Amédée-Ernest Bollée (11 January 1844 – 20 January 1917) was a French bellfounder and inventor who specialized in steam cars. After 1867 he was known as "Amédée père" to distinguish him from his similarly named son, Amédée-Ernest-Marie Bollée (1867–1926).
Bollée was the eldest son of Ernest-Sylvain Bollée, a bellfounder and inventor who moved to Le Mans in 1842. He became seriously ill in the 1860s and was obliged to delegate the day-to-day running of his businesses to his three sons. Amédée-Ernest was given charge of the bell foundry, while Ernest-Jules (1846–1922) supervised the hydraulic ram business and the youngest son, Auguste-Sylvain Bollée (1847–1906) assumed control of the Éolienne Bollée wind-turbine factory.
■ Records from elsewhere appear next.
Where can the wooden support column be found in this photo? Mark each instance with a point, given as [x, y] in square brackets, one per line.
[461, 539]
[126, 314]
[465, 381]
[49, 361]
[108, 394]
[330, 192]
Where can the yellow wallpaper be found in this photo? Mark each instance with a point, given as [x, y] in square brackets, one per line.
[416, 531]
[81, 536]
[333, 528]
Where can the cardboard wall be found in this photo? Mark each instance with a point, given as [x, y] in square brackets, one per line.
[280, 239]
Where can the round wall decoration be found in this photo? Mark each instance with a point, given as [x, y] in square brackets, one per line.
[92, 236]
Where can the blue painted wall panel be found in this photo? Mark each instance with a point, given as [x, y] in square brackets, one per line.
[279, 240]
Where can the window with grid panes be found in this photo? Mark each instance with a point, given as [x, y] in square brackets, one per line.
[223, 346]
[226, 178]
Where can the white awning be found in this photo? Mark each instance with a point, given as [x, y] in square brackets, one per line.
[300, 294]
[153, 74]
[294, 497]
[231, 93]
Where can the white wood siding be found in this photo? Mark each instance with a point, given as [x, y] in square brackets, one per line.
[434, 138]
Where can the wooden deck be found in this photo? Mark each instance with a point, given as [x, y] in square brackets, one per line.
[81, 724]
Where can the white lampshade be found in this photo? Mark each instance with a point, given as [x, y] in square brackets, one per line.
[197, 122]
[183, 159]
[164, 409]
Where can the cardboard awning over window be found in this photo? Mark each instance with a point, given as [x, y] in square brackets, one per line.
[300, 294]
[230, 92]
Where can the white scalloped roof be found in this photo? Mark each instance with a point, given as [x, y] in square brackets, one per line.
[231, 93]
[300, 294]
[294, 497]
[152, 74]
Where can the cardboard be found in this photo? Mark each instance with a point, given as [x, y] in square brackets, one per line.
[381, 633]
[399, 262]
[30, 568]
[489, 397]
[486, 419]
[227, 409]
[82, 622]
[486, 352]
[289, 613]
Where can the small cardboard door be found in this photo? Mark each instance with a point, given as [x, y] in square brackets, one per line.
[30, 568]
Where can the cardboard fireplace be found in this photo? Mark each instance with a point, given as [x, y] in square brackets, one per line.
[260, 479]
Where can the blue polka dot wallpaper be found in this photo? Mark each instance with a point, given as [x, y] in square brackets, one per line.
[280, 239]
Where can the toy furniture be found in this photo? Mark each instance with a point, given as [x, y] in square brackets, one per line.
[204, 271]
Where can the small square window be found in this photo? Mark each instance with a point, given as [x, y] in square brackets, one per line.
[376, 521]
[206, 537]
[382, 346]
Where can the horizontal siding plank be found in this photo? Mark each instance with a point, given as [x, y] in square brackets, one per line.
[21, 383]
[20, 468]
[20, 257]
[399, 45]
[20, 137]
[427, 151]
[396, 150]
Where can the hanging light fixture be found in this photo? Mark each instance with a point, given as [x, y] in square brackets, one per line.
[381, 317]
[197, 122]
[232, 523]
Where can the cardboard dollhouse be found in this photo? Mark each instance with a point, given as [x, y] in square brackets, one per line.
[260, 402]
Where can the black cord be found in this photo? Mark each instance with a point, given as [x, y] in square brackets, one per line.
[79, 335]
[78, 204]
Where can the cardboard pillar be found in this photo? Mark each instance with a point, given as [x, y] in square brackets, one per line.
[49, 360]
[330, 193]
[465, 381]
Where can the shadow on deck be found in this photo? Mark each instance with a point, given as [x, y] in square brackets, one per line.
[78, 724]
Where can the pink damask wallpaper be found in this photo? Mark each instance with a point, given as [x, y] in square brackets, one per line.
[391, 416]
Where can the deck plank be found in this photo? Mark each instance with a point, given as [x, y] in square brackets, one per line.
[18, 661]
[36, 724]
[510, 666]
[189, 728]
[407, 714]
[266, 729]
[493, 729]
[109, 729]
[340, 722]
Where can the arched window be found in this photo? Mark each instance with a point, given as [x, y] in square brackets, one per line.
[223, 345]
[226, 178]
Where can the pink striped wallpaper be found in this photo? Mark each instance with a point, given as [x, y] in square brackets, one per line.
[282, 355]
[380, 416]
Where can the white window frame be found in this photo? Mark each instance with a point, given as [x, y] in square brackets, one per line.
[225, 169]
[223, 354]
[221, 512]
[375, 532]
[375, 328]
Amédée père manufactured his first steam vehicle in 1873, and in 1875 his L'Obéissante ("The Obedient") made the first road trip between Le Mans and Paris in 18 hours. L'Obeissante carried 12 passengers and had a cruising speed of 30 km/h (19 mph) and a top speed of 40 km/h (25 mph). It was driven by two V-twin steam engines, one for each rear wheel. The original vehicle is preserved in the collection of the Conservatoire National des Arts et Métiers in Paris.
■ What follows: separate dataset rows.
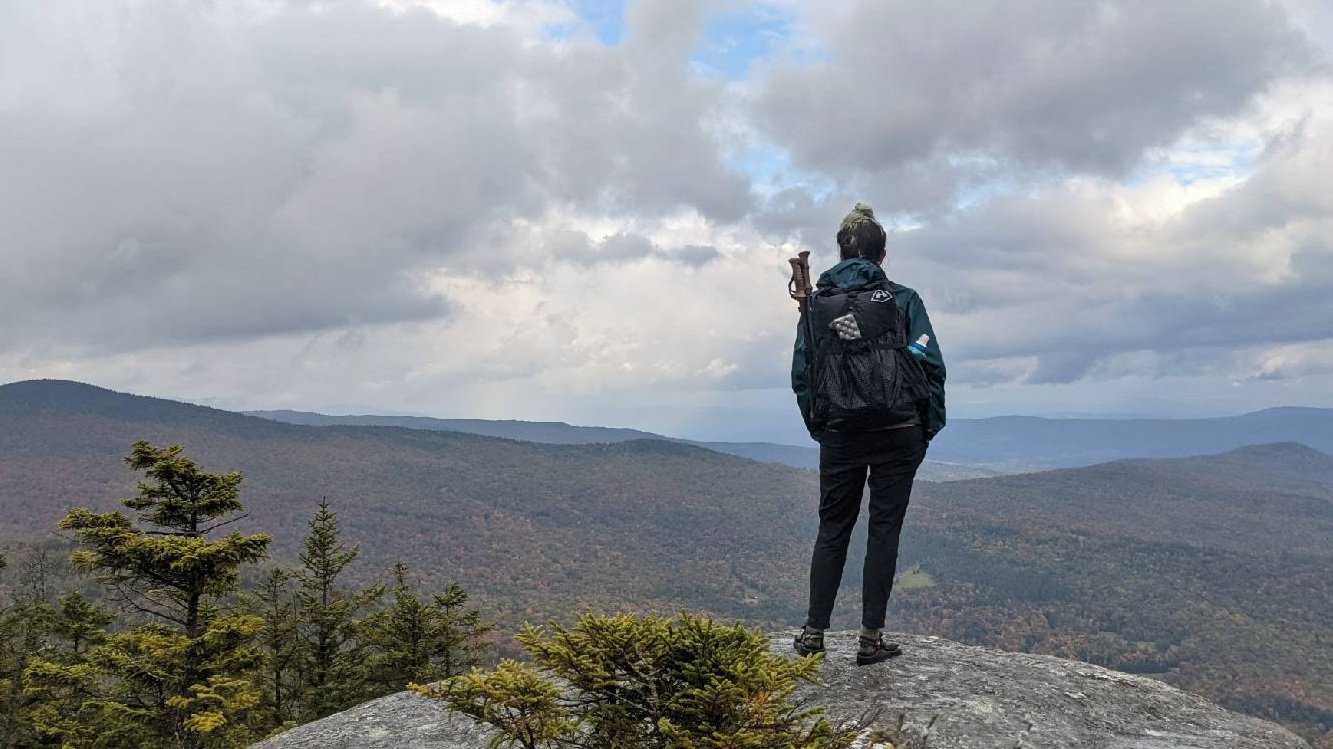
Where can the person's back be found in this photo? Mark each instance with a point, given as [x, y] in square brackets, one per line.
[869, 383]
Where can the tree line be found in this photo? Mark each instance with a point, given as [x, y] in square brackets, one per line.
[179, 655]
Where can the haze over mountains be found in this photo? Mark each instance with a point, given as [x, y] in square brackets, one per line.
[1215, 572]
[968, 448]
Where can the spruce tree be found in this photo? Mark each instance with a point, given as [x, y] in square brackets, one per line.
[645, 683]
[275, 604]
[333, 671]
[420, 641]
[183, 680]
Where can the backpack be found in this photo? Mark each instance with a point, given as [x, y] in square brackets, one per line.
[861, 375]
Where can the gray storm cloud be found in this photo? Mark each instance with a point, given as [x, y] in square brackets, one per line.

In 1878, Amédée père designed the Mancelle, which is regarded as the first automobile to be put into series production, 50 being manufactured in all. It possessed such (for the period) advanced features as rear-wheel drive (via shaft to the differential and then via chain to the rear wheels) and independent suspension on all four wheels. The original vehicle is preserved in the collection of the Musée de l'Automobile de la Sarthe.
The public demonstrations of L'Obeissante and La Mancelle had secured orders for the Bollée factory, and Amédée père accepted an order for a road train which was completed in 1879. Developing 100 hp, the Marie-Anne had a three-speed gearbox and was capable of towing 35 tons on a 6% slope.
The Marie-Anne was of a similar design to La Mancelle, with a vertical boiler mounted at the rear driving front mounted engines which transmitted their power to the rear wheels via driveshafts and chains. A tender carried coal and water reserves.
La Rapide ("Rapid") was built in 1881 and was noted for achieving a speed of 62 km/h (39 mph). La Rapide grouped the boiler, the engine and the controls at the front of the vehicle, thus making it possible for it to be driven by a single operator.